Total, el concierto de Las Puertas de Krieger culminó con Enciende mi fuego, que generó una locura endemoniada entre toda la audiencia reunida en la playa. Un final encantador para todos, no se diga para nosotros dos. Después de The Doors, siguió el ex cantante de Toto, y la banda REO Speedwagon cerró el festival, que terminó hasta pasadas las 2 de la mañana del domingo. Fue un evento inolvidable. Nadie quería irse. Muchos aún querían más rock.

Ante la imposibilidad de que el festival continuara un tiempo más, yo me encaminé al espacio que había sido dispuesto para la rueda de prensa de The Doors y posteriormente la entrevista que ya me habían autorizado. Me acompañó Socorro, que seguía emocionada por los conciertos y también quería vivir la rueda de prensa y, más que nada, la entrevista. La rueda fue interesante, hubo comentarios de todos los integrantes de la banda y contestaron todas las preguntas de los reporteros. Al final de ésta, me hicieron pasar a una salita para realizar la entrevista. Todo estaba listo.

Una de mis preguntas que le permitió a Krieger contestar con amplitud fue la que le hice acerca de la película The Doors, de Oliver Stone, que había sido estrenada apenas dos años antes de ese festival. A Robby no le gustó la versión que Oliver Stone puso en la película. Manifestó que estuvo en desacuerdo que presentara a Jim Morrison como un borracho, un loco, un ser despreciable. Le criticó al cineasta que no haya puesto en la película la otra faceta de Jim: aquella persona gentil y poeta que era, sin andar demente todo el tiempo.

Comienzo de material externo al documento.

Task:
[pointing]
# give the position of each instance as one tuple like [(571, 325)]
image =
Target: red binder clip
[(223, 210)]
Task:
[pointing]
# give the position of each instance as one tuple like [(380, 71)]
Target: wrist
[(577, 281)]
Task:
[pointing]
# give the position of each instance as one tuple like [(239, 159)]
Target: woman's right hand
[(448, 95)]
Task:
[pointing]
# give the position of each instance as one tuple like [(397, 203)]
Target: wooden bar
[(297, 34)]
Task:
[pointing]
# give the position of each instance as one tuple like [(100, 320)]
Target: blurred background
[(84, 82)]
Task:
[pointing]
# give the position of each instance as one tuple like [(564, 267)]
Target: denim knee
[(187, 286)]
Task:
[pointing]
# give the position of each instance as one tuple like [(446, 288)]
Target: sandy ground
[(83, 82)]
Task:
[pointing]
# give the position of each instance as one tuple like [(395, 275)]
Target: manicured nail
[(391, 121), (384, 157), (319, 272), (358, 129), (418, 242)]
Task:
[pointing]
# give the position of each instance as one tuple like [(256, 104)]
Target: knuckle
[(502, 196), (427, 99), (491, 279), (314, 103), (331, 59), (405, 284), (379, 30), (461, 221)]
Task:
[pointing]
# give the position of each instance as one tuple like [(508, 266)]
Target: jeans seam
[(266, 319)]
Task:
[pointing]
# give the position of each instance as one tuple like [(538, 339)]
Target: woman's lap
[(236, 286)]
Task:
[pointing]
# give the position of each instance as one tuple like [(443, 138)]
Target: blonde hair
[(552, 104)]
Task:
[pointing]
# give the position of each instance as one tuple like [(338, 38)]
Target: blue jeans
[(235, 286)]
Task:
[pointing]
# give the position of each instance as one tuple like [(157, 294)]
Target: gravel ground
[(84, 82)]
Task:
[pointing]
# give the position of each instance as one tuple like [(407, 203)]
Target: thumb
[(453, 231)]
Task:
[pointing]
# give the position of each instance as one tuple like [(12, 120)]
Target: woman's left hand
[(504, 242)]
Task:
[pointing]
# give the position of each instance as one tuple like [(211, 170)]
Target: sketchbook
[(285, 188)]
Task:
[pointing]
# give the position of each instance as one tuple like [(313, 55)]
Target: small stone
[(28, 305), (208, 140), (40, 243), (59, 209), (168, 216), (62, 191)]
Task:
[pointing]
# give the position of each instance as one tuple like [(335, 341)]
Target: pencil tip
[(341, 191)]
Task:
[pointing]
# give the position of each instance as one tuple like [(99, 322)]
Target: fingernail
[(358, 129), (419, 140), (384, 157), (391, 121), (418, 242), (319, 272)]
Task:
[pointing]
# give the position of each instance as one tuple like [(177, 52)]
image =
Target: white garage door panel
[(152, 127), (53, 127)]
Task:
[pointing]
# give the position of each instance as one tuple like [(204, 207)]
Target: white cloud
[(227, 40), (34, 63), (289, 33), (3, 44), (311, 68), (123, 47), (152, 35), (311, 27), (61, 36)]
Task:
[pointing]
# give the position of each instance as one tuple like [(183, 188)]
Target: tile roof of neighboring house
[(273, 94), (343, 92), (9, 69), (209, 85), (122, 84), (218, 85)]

¿Que qué opinaban los demás Doors originales? Tampoco Ray Manzarek estuvo de acuerdo con la película de Stone, según Robby, sólo John Desmond, el baterista. Incluso, añadió Krieger, Oliver metió a Desmond en su película. Desde entonces no lo hemos visto. La verdad, dijo finalmente, no sabemos si John sigue en la película sin querer salir o algo le sucedió allá dentro.